LNG cargo tank designer GTT has mapped out the main trading routes for VLCCs.

In a webinar, product line manager Pascal Ta said that for an owner ordering a newbuilding today, supply and bunker vessels will be available on key VLCC routes, including on the longer leg from the US to Asia.

Ta said VLCCs sailing between the US and Asia would need between 12,000 cbm and 14,000 cbm of LNG bunkers to complete a round trip, with those on the West Africa to Asia route requiring 9,000 cbm to 10,000 cbm and Middle East to Far East trading ships 6,000 cbm to 8,000 cbm.

But he said the challenge with LNG is that it takes up more volume than conventional fuels and deciding where to site such a large volume of ­bunkers without losing cargo space can be an issue on a VLCC.

To date, tankers using LNG as a fuel are siting type-C bunker tanks on deck.

“The size is specific to customer requirements, which, in turn, depends on their intended trading pattern,” Rajalingam said, explaining that the placement is usually dictated by the yard design and the type depends on customer requirements or owner’s choice.

Technical limit

“Our VLCCs are type-C tanks and were chosen based on a joint study we conducted with class.”

But Ta suggested there may be a technical limit for on-deck tanks. As an alternative, GTT’s design envisages a membrane-type tank located in the cargo area between the two longitudinal bulkheads.

VLCC charterers and owners target cargo capacity of 2.1m barrels of crude at 98% of the vessel’s filling level.

For ships fitted with 6,000-cbm or 9,000-cbm membrane LNG bunker tanks, it is possible to achieve this filling level without modifying the vessel, Ta said.

But for VLCCs requiring a 14,000-cbm membrane-type LNG bunker tank, the available cargo volume would be reduced to 2.06m barrels.

To circumvent this problem and keep the cargo volume, Ta said the depth of the vessel could be increased, but to maintain the draught, deadweight would need to be saved by shedding some heavy fuel oil systems.

GTT has validated a design for this with Dalian Shipbuilding Industry Co and Lloyd’s Register, which has received approval in principle.

GTT product line manager Pascal Ta says membrane bunker tanks are a viable alternative for VLCCs. Photo: GTT

Whether an owner chooses type-C or membrane tanks, it faces paying a higher price for a dual-fuelled VLCC.

Rajalingam said that in two years, AET has seen the capital expenditure (capex) fall, encouraging a wider adoption of LNG than it had expected. Its VLCCs for Total are reported to be priced at slightly under $105m each.

“In general, an LNG dual-fuel VLCC might require an additional capex investment of around 10%, but that is soon outweighed by the economic advantage of burning LNG instead of fuel oil,” he added.
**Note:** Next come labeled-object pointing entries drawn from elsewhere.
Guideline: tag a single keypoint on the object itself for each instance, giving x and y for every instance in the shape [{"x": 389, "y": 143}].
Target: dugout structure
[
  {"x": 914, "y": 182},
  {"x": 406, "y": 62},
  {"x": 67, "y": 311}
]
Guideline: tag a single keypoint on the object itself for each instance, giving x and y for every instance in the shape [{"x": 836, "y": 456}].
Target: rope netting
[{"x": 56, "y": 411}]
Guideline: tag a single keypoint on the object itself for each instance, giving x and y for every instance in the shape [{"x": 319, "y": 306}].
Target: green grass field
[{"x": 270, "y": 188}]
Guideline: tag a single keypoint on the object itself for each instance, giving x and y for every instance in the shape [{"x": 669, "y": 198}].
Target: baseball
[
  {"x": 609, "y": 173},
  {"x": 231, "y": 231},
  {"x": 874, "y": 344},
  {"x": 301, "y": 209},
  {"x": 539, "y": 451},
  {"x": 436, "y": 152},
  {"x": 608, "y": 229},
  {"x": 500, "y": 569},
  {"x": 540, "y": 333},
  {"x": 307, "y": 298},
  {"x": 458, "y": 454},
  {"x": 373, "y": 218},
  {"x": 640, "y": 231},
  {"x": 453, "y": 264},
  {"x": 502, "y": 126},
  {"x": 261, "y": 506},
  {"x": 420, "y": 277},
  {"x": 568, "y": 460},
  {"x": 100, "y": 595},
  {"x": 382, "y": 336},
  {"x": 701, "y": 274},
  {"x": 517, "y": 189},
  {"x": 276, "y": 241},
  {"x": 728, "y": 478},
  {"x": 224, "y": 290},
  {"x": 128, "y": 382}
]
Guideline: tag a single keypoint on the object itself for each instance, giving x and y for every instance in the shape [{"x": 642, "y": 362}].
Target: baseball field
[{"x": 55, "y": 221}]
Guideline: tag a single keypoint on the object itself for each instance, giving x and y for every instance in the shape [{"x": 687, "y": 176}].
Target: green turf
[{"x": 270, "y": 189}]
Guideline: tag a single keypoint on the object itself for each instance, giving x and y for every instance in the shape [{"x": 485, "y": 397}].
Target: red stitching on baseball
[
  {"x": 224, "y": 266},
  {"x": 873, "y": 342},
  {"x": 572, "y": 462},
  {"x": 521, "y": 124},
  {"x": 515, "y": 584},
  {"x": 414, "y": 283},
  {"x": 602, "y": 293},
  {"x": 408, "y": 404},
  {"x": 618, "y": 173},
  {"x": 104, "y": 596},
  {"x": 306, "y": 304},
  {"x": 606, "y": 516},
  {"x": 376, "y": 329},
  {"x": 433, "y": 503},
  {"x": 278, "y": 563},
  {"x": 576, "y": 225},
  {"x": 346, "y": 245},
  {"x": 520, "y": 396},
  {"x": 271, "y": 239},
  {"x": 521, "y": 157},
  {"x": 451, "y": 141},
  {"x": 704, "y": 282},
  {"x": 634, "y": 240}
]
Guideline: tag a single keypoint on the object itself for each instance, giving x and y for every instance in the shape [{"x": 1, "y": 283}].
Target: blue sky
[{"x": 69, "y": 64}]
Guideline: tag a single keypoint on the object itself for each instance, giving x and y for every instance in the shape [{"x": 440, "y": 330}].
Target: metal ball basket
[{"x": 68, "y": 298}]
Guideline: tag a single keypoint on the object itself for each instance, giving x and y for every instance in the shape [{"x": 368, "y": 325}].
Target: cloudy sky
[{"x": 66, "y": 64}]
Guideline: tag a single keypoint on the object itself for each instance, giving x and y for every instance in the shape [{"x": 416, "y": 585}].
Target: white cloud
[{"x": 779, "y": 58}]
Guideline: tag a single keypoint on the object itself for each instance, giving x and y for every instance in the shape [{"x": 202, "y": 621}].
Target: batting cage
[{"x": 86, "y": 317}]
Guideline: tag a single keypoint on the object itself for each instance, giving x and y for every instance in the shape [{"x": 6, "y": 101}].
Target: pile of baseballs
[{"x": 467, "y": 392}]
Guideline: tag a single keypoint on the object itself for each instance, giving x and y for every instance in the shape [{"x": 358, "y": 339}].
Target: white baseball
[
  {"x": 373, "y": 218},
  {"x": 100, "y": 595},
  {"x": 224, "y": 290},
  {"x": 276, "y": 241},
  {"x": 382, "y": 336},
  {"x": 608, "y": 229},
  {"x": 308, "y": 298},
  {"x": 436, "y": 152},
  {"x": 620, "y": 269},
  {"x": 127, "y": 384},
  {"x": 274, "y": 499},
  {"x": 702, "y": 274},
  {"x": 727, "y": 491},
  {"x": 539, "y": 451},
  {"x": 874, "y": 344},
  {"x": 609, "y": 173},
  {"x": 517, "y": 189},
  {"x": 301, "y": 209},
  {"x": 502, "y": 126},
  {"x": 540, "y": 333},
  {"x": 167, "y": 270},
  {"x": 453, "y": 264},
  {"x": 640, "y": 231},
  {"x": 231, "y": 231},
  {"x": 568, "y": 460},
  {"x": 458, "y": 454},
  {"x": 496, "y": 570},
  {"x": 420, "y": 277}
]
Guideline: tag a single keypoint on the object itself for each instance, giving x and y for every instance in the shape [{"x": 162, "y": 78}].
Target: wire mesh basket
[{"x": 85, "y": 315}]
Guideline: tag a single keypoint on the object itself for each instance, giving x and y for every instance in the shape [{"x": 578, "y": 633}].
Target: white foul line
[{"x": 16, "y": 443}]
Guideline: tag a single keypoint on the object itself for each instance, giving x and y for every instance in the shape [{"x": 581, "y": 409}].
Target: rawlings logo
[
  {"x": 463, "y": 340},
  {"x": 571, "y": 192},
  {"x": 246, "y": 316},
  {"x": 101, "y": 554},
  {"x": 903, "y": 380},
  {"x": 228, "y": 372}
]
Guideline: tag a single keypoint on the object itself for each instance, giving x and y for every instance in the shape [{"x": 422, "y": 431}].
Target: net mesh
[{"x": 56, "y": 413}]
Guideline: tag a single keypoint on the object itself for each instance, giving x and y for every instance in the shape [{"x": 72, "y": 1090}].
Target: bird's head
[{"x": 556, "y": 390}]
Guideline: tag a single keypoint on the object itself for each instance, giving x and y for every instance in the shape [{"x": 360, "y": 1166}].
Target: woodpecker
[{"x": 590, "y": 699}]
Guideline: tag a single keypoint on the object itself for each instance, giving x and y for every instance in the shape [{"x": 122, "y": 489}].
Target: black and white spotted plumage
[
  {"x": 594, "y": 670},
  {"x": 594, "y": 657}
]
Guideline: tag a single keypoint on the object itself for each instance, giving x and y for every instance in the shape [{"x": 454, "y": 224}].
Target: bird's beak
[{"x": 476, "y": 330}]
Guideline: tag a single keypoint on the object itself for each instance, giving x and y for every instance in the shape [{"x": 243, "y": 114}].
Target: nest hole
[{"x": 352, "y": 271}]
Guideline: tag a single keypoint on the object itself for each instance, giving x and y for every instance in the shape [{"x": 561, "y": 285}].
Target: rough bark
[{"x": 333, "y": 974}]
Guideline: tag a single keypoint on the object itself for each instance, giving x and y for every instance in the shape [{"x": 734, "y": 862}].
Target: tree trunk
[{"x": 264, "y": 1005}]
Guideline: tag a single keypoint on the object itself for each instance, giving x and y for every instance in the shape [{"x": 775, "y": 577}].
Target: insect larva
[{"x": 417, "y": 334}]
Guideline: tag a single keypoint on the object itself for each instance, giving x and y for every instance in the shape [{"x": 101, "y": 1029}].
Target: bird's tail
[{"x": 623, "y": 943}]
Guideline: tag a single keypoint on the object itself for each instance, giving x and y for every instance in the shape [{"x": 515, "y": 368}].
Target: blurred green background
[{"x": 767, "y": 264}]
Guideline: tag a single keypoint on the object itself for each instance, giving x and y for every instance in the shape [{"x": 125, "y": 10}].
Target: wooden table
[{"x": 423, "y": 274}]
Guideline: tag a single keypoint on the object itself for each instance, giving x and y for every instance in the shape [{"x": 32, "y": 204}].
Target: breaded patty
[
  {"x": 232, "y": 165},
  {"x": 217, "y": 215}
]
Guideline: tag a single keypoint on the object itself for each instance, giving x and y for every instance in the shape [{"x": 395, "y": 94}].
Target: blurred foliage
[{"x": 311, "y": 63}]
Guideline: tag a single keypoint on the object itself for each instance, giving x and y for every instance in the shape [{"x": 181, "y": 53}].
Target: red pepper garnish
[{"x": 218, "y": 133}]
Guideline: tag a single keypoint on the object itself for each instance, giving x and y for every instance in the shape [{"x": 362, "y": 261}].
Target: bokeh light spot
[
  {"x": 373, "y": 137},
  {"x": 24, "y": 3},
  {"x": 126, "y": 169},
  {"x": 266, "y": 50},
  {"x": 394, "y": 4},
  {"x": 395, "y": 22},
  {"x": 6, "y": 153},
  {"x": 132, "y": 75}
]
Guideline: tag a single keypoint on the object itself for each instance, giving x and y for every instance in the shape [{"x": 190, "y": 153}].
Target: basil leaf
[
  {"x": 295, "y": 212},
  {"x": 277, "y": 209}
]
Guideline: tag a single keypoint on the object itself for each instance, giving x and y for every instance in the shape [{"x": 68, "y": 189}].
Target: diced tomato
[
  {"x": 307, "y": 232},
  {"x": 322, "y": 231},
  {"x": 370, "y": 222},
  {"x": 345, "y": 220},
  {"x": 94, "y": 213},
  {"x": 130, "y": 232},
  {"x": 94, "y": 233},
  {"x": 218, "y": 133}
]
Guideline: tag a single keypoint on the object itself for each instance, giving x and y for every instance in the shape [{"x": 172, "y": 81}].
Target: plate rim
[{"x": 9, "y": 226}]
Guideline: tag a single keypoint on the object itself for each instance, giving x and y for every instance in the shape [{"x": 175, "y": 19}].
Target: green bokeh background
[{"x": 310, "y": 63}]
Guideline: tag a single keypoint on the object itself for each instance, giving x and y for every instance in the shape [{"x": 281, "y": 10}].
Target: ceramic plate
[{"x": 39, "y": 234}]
Ta said the current delivered costs are still high because LNG is an emerging market, but these will come down as more infrastructure and bunker vessels are rolled out.

Business case

He showed a business case for a VLCC equipped with a 14,000-cbm fuel tank.

When the cost of low-sulphur fuel oil is around $60 per barrel, the payback period on the additional capex for building an LNG-fuelled VLCC is 10 years. That falls to five years at $80 per barrel.

Ta admitted that oil at $40 per barrel makes the case for LNG more difficult, but he said there is room for improvement, as the cost of bunkering is expected to decrease.

“Most importantly, though, an LNG-powered vessel has a significantly lower carbon footprint and is viewed as the optimum transient fuel that will take us towards IMO 2050,” Rajalingam said. “We see a great opportunity for VLCCs and suezmax segments.”